I witnessed firsthand some of the power of hurricane Sandy as my wife and I returned from a Caribbean vacation. The 394 foot, 12 story high ship we rode was clearly no match for the 30 to 40 foot waves generated by hurricane Sandy's tailwinds.
My wife sustained a minor injury during the storm, and getting her from our 11th floor cabin to the first-floor infirmary in the predawn darkness was challenging at best. At the time our plight seemed serious, but after watching the terror of hurricane Sandy unfold on television the next few days, I recognize that our storm related travails were minor indeed.
At the time, it seemed incredible to me we could be 300- 400 miles away from the center of the storm and still our huge ship could be tossed around like a child's toy in a bathtub. Little did we know at the time this huge storm had a 1,000 mile wing span.
I remember looking out the double doors leading to the balcony of our cabin as we mercifully entered the calmer waters of Miami harbor just as the day was breaking. An old story my grandfather used to tell me as we would head out to one fishing trip or another kept playing in my head: Red sky at morning, sailor take warning. In all of my years of watching the sunrise in various places around our world, I've never seen a dawn break with a more ominous magenta hue.

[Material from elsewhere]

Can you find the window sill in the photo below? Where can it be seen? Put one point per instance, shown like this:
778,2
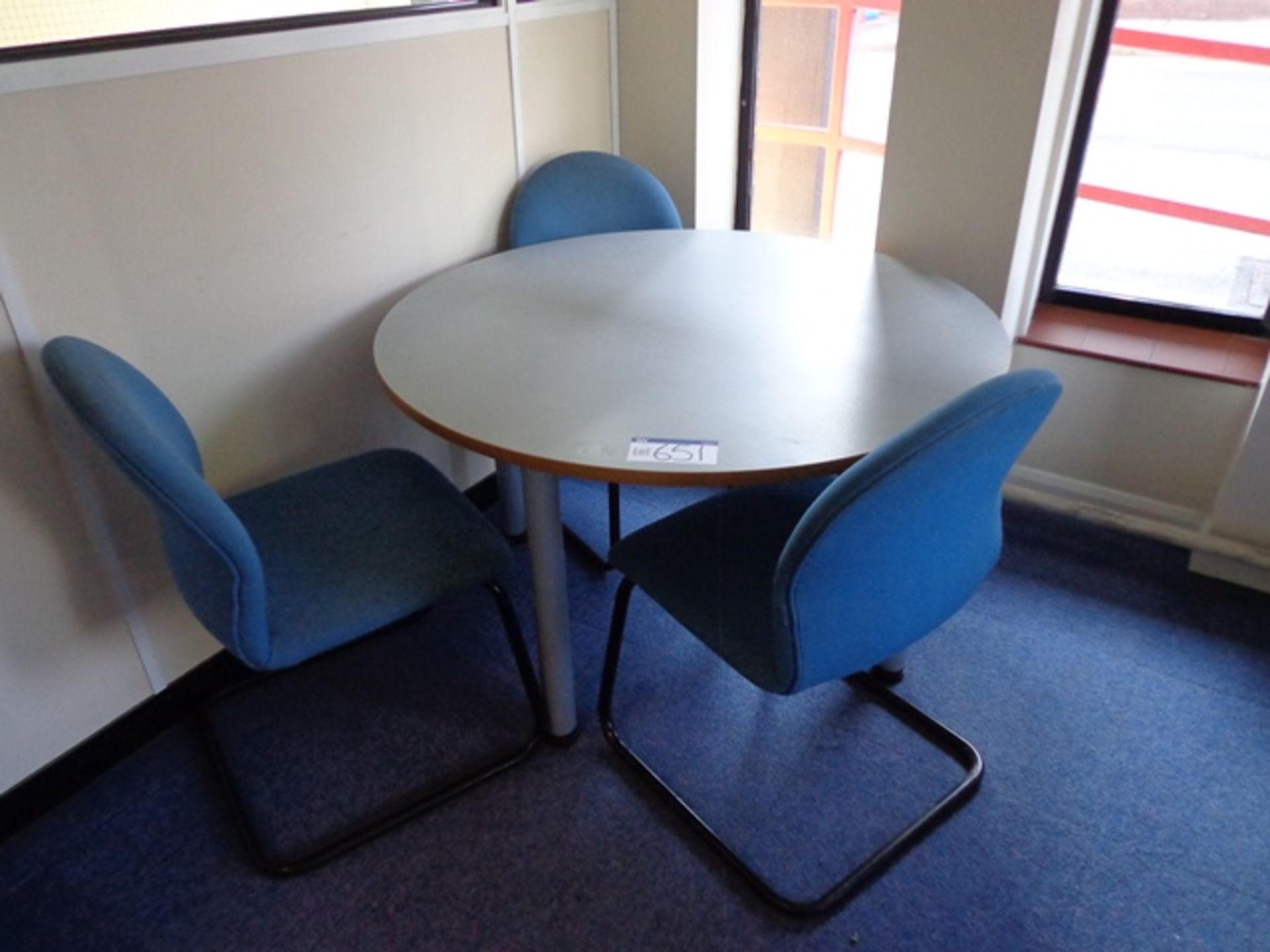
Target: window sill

I have a son-in-law who is a registered nurse, and he volunteered to go to New York City to work with the American Red Cross. Three days after Sandy struck the New York metropolitan area, he said the damage was still unbelievable and the human suffering if anything was being under-reported in the news coverage.

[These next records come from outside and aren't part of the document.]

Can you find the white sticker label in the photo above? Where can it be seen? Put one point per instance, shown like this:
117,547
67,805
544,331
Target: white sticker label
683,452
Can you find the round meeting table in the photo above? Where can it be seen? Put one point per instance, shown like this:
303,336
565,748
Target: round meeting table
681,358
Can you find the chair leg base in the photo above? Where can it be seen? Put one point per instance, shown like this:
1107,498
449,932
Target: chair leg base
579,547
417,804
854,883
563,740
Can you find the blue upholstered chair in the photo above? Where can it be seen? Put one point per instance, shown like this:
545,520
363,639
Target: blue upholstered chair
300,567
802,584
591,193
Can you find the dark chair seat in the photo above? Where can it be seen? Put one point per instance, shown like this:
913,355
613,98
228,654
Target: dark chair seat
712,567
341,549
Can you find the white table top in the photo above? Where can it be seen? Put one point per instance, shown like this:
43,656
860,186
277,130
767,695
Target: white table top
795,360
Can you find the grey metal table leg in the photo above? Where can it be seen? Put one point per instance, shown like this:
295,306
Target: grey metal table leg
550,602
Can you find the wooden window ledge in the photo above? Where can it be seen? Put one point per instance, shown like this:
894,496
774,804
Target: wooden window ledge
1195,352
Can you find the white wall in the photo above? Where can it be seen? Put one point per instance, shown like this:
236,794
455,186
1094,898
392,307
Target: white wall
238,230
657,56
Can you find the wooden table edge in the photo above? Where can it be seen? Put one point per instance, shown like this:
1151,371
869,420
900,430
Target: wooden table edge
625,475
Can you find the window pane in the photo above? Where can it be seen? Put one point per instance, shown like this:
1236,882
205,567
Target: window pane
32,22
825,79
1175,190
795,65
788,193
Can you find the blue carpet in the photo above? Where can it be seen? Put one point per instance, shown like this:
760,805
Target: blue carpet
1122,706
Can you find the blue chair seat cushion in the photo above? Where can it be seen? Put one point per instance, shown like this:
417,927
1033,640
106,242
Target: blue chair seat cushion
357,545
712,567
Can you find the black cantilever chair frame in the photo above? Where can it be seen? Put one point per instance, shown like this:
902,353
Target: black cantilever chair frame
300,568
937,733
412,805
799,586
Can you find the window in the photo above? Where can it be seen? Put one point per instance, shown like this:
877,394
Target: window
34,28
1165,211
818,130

After I returned home and began watching news coverage of hurricane Sandy, my thoughts turned to the many farmers and agribusiness leaders along the East Coast of North Carolina and Virginia. Having witnessed the very backside of Sandy, I hoped by some miracle they could escape the big storm’s wrath.

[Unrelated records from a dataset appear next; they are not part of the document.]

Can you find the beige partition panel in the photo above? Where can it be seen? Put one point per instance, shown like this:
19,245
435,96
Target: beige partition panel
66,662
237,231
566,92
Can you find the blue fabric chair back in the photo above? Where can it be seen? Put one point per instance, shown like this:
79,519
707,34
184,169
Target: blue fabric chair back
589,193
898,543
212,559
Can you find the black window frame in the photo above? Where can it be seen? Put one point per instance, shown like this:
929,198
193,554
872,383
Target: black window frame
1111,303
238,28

On Monday morning as hurricane Sandy began unleashing its fury on the East Coast, I began making calls to gather information for a hurricane update for our daily electronic newsletter of Southeast Farm Press.
Bill Peele, a longtime friend and longer time crop consultant in Washington, N.C., says farmers along the Carolina coast truly dodged a major catastrophe. He says that had Mother Nature turned left, or west, a few hours earlier about half of the cotton crop and much of the soybean crop would have likely been destroyed in one of North Carolina’s most productive regions.
While working at Auburn more than 20 years ago, I saw firsthand what a hurricane can do to a cotton field heavily laden with open cotton bolls. In this case hurricane Frederick took a 40 acre field of cotton near Robertsdale, Ala., stripped the field bare, leaving the cotton plants neatly windrowed against the tree line on the northern edge of the field.
I also talked with my friend and longtime crop consultant Wendell Cooper in Suffolk, Va. He says an even higher percentage of the Virginia cotton crop was exposed to the hurricane. As in North Carolina, most of the crops were spared significant damage from the storm.